La forma de las ruinas esconde un oxímoron que puede pasar desapercibido a simple vista: en realidad los escombros, los restos, suelen estar mucho más asociados a lo informe, a lo que ya no se puede contabilizar ni medir ni mensurar porque ya no queda más en pie. A su vez esas ruinas que hacen referencia a un país en un contexto determinado parecen condicionar cada una de las vidas que habitan en él. Volvemos a escuchar lo que tiene para decir al respecto el personaje del doctor Benavides: “El sentimiento de humillación, el resentimiento, la insatisfacción sexual, el complejo de inferioridad: ahí tiene los motores de la historia, mi querido paciente. Ahora mismo alguien está tomando una decisión que nos afecta a usted y a mí, y la está tomando por razones como éstas: para joder a un enemigo, para vengarse de una afrenta, para impresionar a una mujer y acostarse con ella. Así funciona el mundo”. Ese cruel determinismo parece vincularse con otra de las grandes teorías que aparecen cerca del final del libro, acerca de la marcha de la historia: “Hay dos maneras de ver o contemplar eso que llamamos historia: una es la visión accidental, para la cual la historia es el producto azaroso de una infinita cadena de actos irracionales, contingencias imprevisibles y hechos aleatorios; y la otra es la visión conspirativa, un escenario de sombras y manos invisibles y ojos que espían y voces que susurran en las esquinas, un teatro en el cual todo ocurre por una razón, los accidentes no existen y mucho menos las coincidencias”.

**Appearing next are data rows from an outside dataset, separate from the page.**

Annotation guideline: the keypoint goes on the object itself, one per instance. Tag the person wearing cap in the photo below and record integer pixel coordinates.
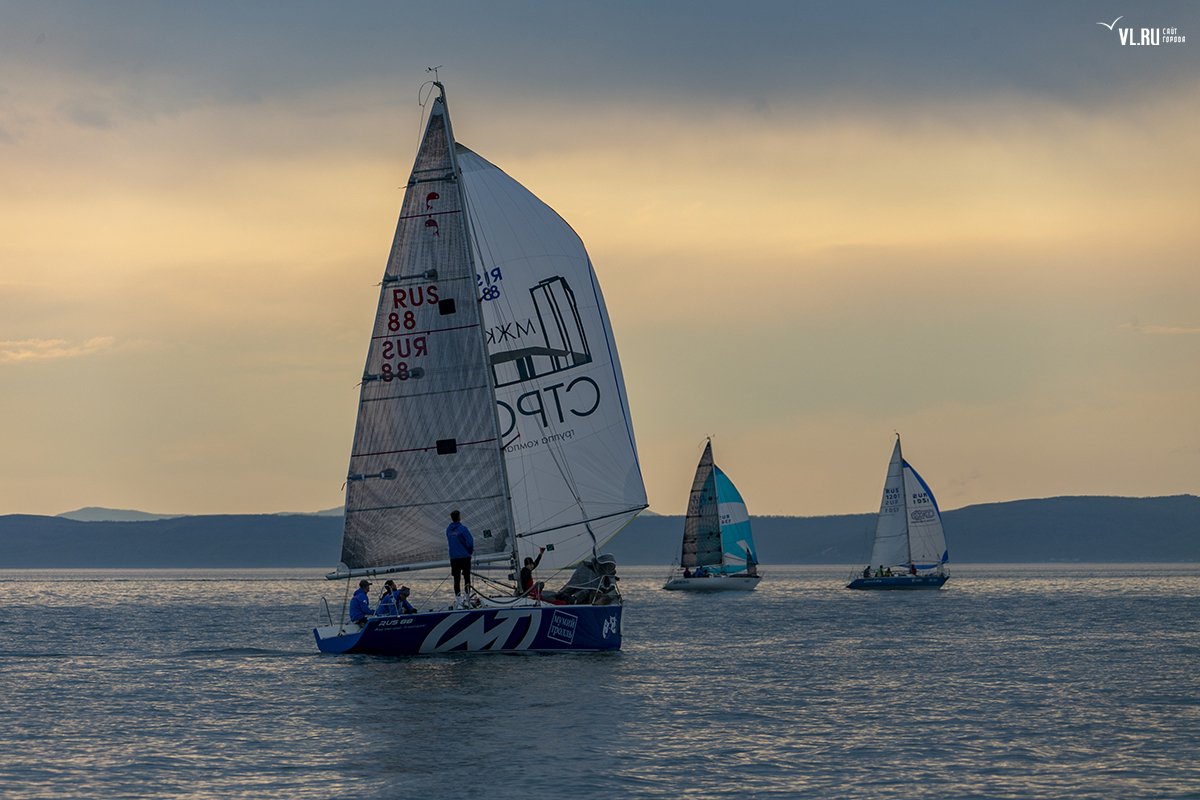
(360, 605)
(527, 587)
(461, 547)
(388, 606)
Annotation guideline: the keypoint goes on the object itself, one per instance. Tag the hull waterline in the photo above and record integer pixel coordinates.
(713, 584)
(900, 582)
(483, 630)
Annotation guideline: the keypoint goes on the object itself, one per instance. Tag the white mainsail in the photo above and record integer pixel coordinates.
(909, 529)
(702, 525)
(507, 402)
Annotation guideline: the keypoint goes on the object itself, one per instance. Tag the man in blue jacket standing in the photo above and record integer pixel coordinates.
(360, 605)
(461, 547)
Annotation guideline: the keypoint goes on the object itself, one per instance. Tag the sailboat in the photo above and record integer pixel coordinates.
(910, 545)
(718, 549)
(492, 388)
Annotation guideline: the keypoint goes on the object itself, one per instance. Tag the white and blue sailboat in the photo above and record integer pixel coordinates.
(910, 543)
(492, 386)
(718, 547)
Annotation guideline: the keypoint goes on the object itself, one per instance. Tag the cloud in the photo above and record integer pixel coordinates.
(51, 349)
(1156, 329)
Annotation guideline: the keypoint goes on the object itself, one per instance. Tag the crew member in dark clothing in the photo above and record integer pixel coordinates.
(461, 547)
(402, 601)
(527, 572)
(387, 606)
(360, 605)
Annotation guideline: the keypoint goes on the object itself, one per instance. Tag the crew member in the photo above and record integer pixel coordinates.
(527, 572)
(360, 603)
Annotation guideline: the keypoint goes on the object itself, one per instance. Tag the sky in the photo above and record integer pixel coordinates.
(815, 224)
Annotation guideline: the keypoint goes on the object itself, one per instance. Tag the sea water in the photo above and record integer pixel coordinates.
(1013, 681)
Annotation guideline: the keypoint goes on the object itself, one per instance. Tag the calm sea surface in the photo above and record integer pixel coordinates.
(1017, 681)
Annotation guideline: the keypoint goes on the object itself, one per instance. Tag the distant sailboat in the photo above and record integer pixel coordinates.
(910, 545)
(491, 386)
(718, 548)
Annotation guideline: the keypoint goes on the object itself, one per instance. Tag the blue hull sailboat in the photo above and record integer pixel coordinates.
(910, 545)
(491, 388)
(718, 548)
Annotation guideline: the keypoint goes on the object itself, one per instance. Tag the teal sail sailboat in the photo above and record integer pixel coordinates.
(910, 545)
(491, 388)
(718, 547)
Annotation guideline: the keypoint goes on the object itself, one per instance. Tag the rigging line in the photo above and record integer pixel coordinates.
(580, 522)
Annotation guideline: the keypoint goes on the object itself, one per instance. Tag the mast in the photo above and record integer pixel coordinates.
(483, 340)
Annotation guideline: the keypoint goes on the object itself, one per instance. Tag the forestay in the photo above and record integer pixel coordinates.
(561, 398)
(426, 439)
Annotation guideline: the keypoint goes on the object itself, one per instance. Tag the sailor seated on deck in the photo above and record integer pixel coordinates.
(387, 600)
(360, 605)
(402, 601)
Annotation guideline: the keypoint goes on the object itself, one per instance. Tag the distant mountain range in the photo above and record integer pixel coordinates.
(95, 513)
(1085, 529)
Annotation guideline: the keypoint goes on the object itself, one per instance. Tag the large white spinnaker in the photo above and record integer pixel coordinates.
(927, 540)
(564, 421)
(702, 525)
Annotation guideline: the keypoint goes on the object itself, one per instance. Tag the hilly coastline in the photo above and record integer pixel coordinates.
(1080, 529)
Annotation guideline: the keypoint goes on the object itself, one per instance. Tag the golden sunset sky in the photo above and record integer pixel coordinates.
(977, 224)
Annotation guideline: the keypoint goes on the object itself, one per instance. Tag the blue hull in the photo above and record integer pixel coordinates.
(900, 582)
(484, 630)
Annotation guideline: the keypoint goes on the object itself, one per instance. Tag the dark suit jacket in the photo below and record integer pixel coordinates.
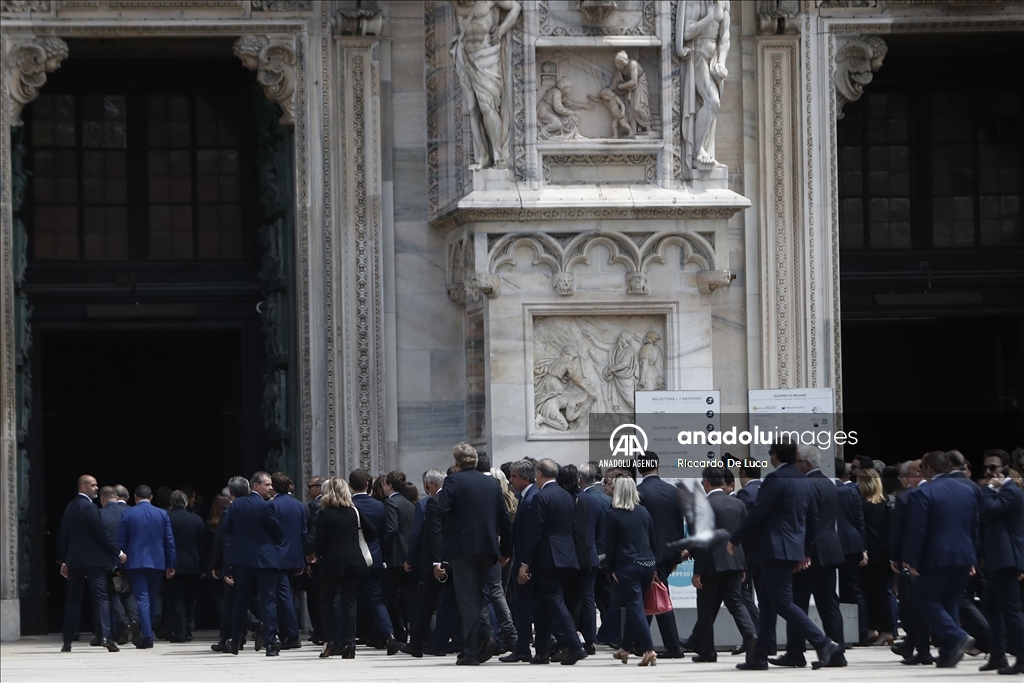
(827, 549)
(145, 536)
(254, 531)
(1003, 514)
(942, 525)
(662, 501)
(749, 494)
(398, 512)
(729, 514)
(780, 525)
(294, 544)
(188, 529)
(372, 510)
(82, 542)
(337, 542)
(476, 521)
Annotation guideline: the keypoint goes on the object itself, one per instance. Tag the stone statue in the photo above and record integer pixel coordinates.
(631, 82)
(620, 119)
(702, 44)
(480, 56)
(560, 394)
(556, 114)
(651, 364)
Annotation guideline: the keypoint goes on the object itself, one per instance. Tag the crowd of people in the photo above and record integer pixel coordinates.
(536, 562)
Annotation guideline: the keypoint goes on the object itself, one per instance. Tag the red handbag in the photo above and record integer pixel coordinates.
(655, 598)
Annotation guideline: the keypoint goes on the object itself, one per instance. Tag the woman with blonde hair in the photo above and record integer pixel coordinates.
(341, 564)
(629, 545)
(876, 574)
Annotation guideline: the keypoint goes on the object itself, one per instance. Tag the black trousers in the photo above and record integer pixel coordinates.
(720, 587)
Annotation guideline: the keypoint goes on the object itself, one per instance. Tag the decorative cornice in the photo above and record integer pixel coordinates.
(29, 60)
(272, 57)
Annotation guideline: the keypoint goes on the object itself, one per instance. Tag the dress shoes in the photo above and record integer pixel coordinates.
(787, 660)
(512, 658)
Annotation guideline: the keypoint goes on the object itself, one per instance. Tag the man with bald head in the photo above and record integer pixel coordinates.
(84, 552)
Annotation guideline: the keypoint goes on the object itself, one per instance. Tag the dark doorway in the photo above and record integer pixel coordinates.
(160, 408)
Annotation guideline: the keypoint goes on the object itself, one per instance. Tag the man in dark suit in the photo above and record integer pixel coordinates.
(146, 537)
(819, 579)
(778, 534)
(717, 574)
(522, 477)
(292, 553)
(187, 528)
(939, 548)
(370, 585)
(477, 532)
(254, 532)
(662, 502)
(84, 551)
(397, 586)
(1003, 524)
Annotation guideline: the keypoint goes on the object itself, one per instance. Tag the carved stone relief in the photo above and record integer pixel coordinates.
(702, 47)
(856, 60)
(592, 364)
(30, 59)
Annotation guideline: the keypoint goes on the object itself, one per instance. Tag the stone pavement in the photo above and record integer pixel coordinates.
(39, 658)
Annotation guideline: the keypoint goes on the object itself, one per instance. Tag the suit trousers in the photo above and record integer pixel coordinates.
(938, 592)
(720, 587)
(1003, 607)
(145, 586)
(819, 582)
(633, 580)
(180, 608)
(775, 593)
(470, 572)
(77, 578)
(667, 622)
(550, 612)
(263, 582)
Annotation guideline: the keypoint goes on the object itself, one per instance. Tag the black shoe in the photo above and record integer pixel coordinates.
(753, 665)
(511, 658)
(787, 660)
(994, 665)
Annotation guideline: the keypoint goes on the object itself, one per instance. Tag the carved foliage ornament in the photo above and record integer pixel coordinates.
(30, 61)
(273, 62)
(856, 61)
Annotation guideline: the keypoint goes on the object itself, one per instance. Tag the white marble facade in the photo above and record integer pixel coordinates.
(438, 302)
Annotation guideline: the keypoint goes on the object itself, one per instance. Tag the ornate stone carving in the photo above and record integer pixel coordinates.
(631, 82)
(273, 61)
(778, 16)
(30, 59)
(480, 52)
(556, 114)
(856, 61)
(702, 45)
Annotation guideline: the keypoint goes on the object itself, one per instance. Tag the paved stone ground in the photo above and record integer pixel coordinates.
(39, 658)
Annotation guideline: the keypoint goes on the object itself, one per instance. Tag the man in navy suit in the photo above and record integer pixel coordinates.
(477, 532)
(778, 534)
(819, 579)
(548, 555)
(370, 587)
(84, 551)
(292, 553)
(254, 531)
(146, 537)
(1003, 517)
(522, 477)
(939, 538)
(662, 501)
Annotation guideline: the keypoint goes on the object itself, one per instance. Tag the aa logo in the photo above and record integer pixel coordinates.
(628, 445)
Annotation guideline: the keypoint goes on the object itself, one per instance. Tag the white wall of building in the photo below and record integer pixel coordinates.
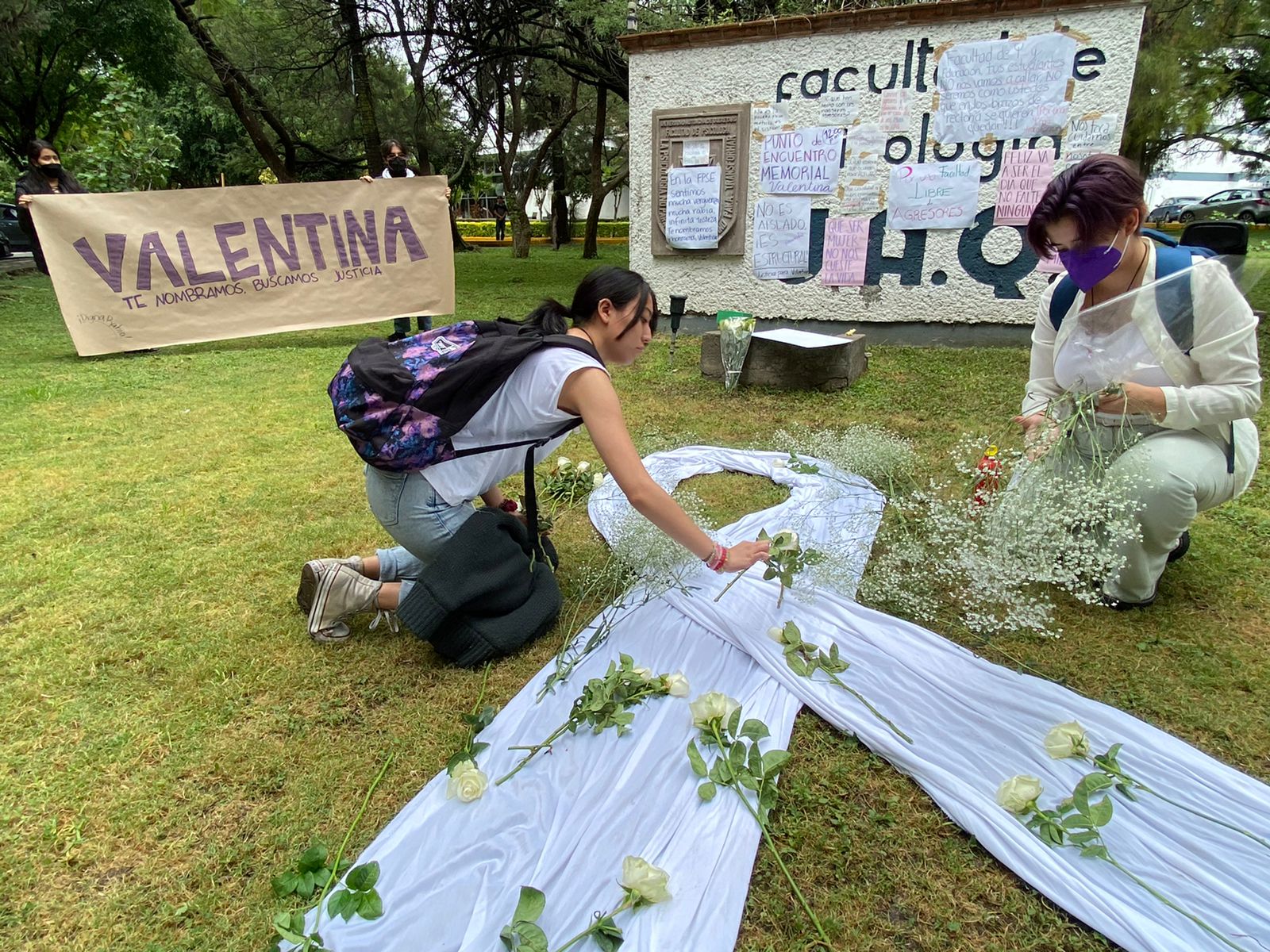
(962, 278)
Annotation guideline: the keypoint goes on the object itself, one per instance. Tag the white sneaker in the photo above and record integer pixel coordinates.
(341, 590)
(309, 578)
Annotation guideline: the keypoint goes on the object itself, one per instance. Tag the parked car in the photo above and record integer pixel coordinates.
(1168, 211)
(17, 238)
(1250, 205)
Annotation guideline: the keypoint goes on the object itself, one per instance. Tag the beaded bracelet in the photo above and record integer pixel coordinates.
(718, 559)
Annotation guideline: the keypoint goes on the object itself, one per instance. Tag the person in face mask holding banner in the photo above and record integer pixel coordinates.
(397, 167)
(1170, 344)
(46, 178)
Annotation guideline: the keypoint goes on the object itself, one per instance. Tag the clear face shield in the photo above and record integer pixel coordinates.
(1109, 344)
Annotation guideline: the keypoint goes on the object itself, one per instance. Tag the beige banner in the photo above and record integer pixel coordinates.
(144, 270)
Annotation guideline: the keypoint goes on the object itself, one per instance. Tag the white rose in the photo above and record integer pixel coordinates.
(785, 541)
(468, 782)
(1019, 793)
(676, 685)
(1067, 740)
(647, 881)
(713, 706)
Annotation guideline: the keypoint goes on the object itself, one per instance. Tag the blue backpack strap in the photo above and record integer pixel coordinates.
(1174, 300)
(1064, 294)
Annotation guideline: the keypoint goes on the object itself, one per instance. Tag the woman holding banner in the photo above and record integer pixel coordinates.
(1176, 365)
(615, 311)
(46, 177)
(397, 165)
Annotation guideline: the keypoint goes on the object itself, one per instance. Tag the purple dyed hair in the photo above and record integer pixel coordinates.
(1099, 194)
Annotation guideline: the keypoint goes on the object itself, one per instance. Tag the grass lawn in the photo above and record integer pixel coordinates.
(171, 739)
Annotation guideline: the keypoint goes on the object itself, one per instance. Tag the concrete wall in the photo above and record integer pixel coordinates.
(982, 274)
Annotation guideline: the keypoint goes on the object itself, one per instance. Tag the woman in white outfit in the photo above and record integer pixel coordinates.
(1189, 378)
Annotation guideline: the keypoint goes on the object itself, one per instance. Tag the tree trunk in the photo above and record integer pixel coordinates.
(364, 97)
(590, 248)
(560, 224)
(520, 230)
(238, 89)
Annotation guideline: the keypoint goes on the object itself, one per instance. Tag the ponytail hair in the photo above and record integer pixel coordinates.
(618, 285)
(550, 317)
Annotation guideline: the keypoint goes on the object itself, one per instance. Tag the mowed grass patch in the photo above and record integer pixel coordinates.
(171, 738)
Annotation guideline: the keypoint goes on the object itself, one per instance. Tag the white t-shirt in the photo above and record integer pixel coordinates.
(524, 408)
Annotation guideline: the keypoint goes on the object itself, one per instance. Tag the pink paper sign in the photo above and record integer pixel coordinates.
(846, 248)
(1024, 175)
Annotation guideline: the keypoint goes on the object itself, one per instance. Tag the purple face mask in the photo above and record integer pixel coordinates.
(1089, 266)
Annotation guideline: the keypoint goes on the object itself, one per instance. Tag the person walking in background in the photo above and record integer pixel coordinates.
(46, 177)
(499, 219)
(397, 165)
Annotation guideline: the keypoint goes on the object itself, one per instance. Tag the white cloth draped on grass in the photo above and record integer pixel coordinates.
(451, 873)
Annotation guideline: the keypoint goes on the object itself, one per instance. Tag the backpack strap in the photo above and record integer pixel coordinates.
(1064, 295)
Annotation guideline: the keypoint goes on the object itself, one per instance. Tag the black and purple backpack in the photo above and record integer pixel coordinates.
(399, 403)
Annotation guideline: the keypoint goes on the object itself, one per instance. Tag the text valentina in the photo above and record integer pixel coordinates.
(294, 241)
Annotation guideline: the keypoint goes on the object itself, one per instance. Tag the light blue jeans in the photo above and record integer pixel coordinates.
(422, 522)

¿Con cuál de las dos ideas estás más de acuerdo?

–La historia se mueve por medio de pasiones. ¿Alguien piensa todavía que la historia y la política responden a la razón? Si algo mostraron Shakespeare o Corneille es que las decisiones que dan forma a nuestras vidas, incluso las más altas, son producto de ambiciones terrenales y de los apetitos más humanos. El resto es retórica.

En los últimos años, varios referentes de la literatura colombiana como Jorge Franco con El mundo de afuera o Héctor Abad Faciolince con La oculta, toman ciertas cuestiones de la historia del país para reelaborarlas de forma original y a veces personal, ¿no te da la impresión que Colombia guarda más secretos que cualquier otro país?

–A veces me da esa impresión, pero sé que es equivocada. Todo país tiene su proverbial armario lleno de esqueletos. Sí sé que alguna literatura colombiana anda maravillosamente empeñada en sacar esos esqueletos a la luz, y además en controvertir o por lo menos enriquecer las versiones interesadas o amnésicas de nuestro pasado. Es una de las cosas bellas que puede hacer la ficción.

La experiencia de haber vivido en varias ciudades de Europa ¿te posibilitó conocer o entender más de Colombia, como quien necesita alejarse un poco para mirar mejor?

–Bueno, yo salí de Colombia muy joven, tenía 23 años y no entendía nada de mi país. De manera que no fue una cuestión de entender más, sino de comenzar a entender. Y no estoy seguro de que la distancia me lo haya permitido, pero sí me permitió darme cuenta de que no entender a Colombia no era un obstáculo: era la mejor razón para escribir sobre Colombia. Las novelas para mí son investigaciones, averiguaciones, preguntas complejas, viajes a lugares penumbrosos donde ocurren cosas innombrables. La novela es la nave que vuelve de esos lugares para nombrarlas.

La forma de la ruinas termina con una frase poco alentadora: “Esa ciudad que comenzaba del otro lado de la ventana y que puede ser tan cruel en este país enfermo de odio, esa ciudad y ese país cuyo pasado heredarán mis hijas como lo he heredado yo”. ¿Qué semejanzas y diferencias estimás que puede haber entre esos dos países?

La forma de las ruinas. Juan Gabriel Vásquez Alfaguara 547 páginas

–No tengo mucha madera de profeta, y más bien los profetas me causan desconfianza. Pero no está prohibido pensar con el deseo. Y si tengo alguna razón para escribir columnas de opinión, para participar en foros y en debates públicos, es defender ciertas posiciones políticas o morales que sean las de una sociedad más vivible que la que tenemos ahora. Más libre, donde se sufra menos. Desde luego, casi cualquier país es mejor que el país de mis veinte años. El país de hoy es infinitamente mejor, con todos los problemas que tiene.